I am so sorry you had such a terrible experience, do you know if your puppy was the only one in the litter to be effected. Good luck in your search for a new puppy. I hope you will be able to find a new puppy soon, I spread my net quite wide on the second pup we got, as there are not alot of breeders near where we live, I think the right puppy is worth a journey. Look forward to hearing you have found the right little one for you.


----------



## Lexi&Beemer (May 5, 2013)

So sorry and sad for your family and though so heartbreaking, lovely that your family got to take care of the little one with such love. As I am across the ocean I can't be much help. But what a loving and caring family for a lucky puppy to be. 


Sent from my iPhone using Tapatalk 2


----------



## arc (Oct 23, 2013)

thank you. the last week was a roller coaster of emotions. I did tell the breeder of the problem, but I'm guessing I chose the wrong breeder as she has not been interested at all. She says all the other pups and mum were fine.


----------



## RuthMill (Jun 30, 2012)

I answered your other thread. Please look at the advice on the stickies in the puppy forum - there's a wealth of help and guidance for finding a puppy. I really hope you find a great breeder and a healthy puppy. Terrible that you've experienced such sadness.


----------



## RuthMill (Jun 30, 2012)

arc said:


> thank you. the last week was a roller coaster of emotions. I did tell the breeder of the problem, but I'm guessing I chose the wrong breeder as she has not been interested at all. She says all the other pups and mum were fine.

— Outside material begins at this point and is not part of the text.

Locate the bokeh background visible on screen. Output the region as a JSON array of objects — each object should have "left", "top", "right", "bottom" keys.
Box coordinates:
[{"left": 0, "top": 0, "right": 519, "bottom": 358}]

Sorry your breeder has not supported you through this. It's so sad to hear these heartbreaking stories. 

Please have a look at JoJo's website. Google "My Dogs Life" it has a wealth of information too.


----------



## JoJo (Mar 2, 2011)

Oh what a sad story, so very sorry to read this. I hope you find a puppy soon and find comfort in your new puppy. xxx


----------



## arc (Oct 23, 2013)

That's great. Thank you for your help x


----------



## fairlie (Sep 7, 2013)

So sorry for your families loss, it must be awful. Good luck in your search!


----------



## LynP (Jul 28, 2013)

So sorry for your loss - definitely know how you feel as we lost our Westie puppy early this year at 11 weeks. We felt very anxious as well about getting another puppy and after lots of research decided to get a Cockapoo. We collected our Teddy in August from Broadreach in Cambridge and are absolutely delighted with him (although the first few weeks we were probably quite over-protective). We couldn't imagine life without him now. Just do your research and make sure you check out the breeders with regard to health checks, etc. Good luck and hope you find your new puppy very soon.


----------



## Lowestar (Oct 16, 2013)

I am so very sorry that you have had to go through this, and disheartening that the breeder was not more sympathetic or helpful.

Thinking of you.


----------



## Cat 53 (Aug 26, 2012)

So sorry for your loss, it's horrible for you and your family. We lost a tiny little puppy to distemper many years ago and I don't think you ever really get over it. However take a deep breath, pick yourself up and start again. The pup for you is out there. Good luck.


----------



## arc (Oct 23, 2013)

Thanks guys. I don't think I will ever get over it because you feel so responsible. Even though it came from the mum. Well after a lot if research this week, emails, texts and phone calls with many breeders we went last night to a breeder. She was so nice and so knowledgeable and her dogs and puppies were kept in the best condition. We chose a champagne coloured boy who is just under 3 weeks old. He will come home in December which is perfect. A fresh start and an incentive to get organised for Christmas early!! I'm sure this time we have got it right!!!


----------



## Marzi (Sep 17, 2012)

How exciting - and I am so pleased for you. 
Anytime you want to share pics, name etc etc we'll all be waiting!


----------



## fairlie (Sep 7, 2013)

Fantastic! What a nice Christmas present he will be for the whole family.


----------



## arc (Oct 23, 2013)

I'm so excited. I think the next 6 weeks will go so slow. Bit nervous as well but asked so many questions and got all the answers I needed to hear. I think Buddy will be the name. Pictures to follow !!


----------



## wilfiboy (Sep 18, 2010)

Congratulations on finding Buddy, I'm sure everything will be fine xxx


----------